Washington, D.C. — New US homes will be more energy efficient, save consumers money, and reduce harmful carbon emissions because of a new and improved building code that many cities and states will adopt.
We applaud the International Code Council (ICC), an association of code officials, for the substantial energy-saving improvements in the 2021 version of its International Energy Conservation Code (IECC), the model energy code for the United States. Given that buildings account for 35% of US carbon emissions, we view the IECC as a key vehicle for reducing energy use and heat-trapping emissions.
The residential code, approved yesterday by the ICC’s membership, will include a new flexible savings mechanism. This provision will allow builders to choose energy efficiency upgrades that work best for them to reduce energy use 5%, with improvements ranging from improved insulation to more efficient air conditioners and water heaters.
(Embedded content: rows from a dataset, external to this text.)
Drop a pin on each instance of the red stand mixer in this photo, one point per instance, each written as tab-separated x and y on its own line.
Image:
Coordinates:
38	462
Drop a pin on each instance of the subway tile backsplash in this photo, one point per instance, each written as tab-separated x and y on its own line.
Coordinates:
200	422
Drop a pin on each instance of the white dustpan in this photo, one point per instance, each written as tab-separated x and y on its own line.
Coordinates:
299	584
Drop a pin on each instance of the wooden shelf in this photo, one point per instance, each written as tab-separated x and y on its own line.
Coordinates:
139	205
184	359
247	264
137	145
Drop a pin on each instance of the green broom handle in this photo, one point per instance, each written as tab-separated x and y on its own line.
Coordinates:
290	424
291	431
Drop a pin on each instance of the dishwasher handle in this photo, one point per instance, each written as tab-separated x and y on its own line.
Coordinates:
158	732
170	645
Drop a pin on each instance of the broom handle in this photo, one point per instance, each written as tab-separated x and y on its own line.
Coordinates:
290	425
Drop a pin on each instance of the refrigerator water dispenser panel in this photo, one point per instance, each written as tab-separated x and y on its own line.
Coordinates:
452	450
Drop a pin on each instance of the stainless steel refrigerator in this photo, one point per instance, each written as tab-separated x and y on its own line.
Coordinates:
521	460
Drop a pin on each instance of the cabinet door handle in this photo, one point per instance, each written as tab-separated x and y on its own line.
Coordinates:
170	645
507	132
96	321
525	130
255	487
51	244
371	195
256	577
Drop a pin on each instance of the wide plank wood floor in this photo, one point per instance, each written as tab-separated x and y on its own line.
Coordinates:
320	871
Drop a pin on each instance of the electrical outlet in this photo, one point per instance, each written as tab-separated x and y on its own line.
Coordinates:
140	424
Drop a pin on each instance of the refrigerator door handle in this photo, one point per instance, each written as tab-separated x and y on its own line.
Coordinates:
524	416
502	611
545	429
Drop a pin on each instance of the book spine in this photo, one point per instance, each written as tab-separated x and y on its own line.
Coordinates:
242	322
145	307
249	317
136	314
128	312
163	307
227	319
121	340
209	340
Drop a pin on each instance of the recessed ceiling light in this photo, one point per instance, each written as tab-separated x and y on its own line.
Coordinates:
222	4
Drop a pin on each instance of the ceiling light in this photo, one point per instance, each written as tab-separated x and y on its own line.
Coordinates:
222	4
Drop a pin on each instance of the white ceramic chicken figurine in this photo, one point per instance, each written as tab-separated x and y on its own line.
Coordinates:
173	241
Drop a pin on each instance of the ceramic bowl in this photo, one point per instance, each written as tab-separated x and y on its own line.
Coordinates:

The code will also require builders to wire garages and parking places for future installation of electric vehicle chargers and to install electrification-ready circuits near natural gas and propane equipment. In addition, an optional zero energy appendix will provide a simple pathway for leading cities and states to require much higher levels of performance than in the standard IECC.
Code officials also adopted a number of improvements to the commercial code including requirements for improved building insulation, greater use of smart energy management and control systems, and electric vehicle charger requirements similar to the residential code.
ACEEE and allies worked hard to support proposals and conduct outreach to voters. We want to thank the ICC membership for voting in favor of energy efficiency, often by the two-thirds margin required to override recommendations of an IECC committee that opposed most changes to the code.
The previous two code cycles, in 2015 and 2018, resulted in very small efficiency gains in the residential code. “We are delighted that the IECC is back on track to improving energy performance and are confident that the new code will help cities and states reduce their energy consumption and carbon emissions” said Chris Perry, ACEEE’s manager of codes and standards.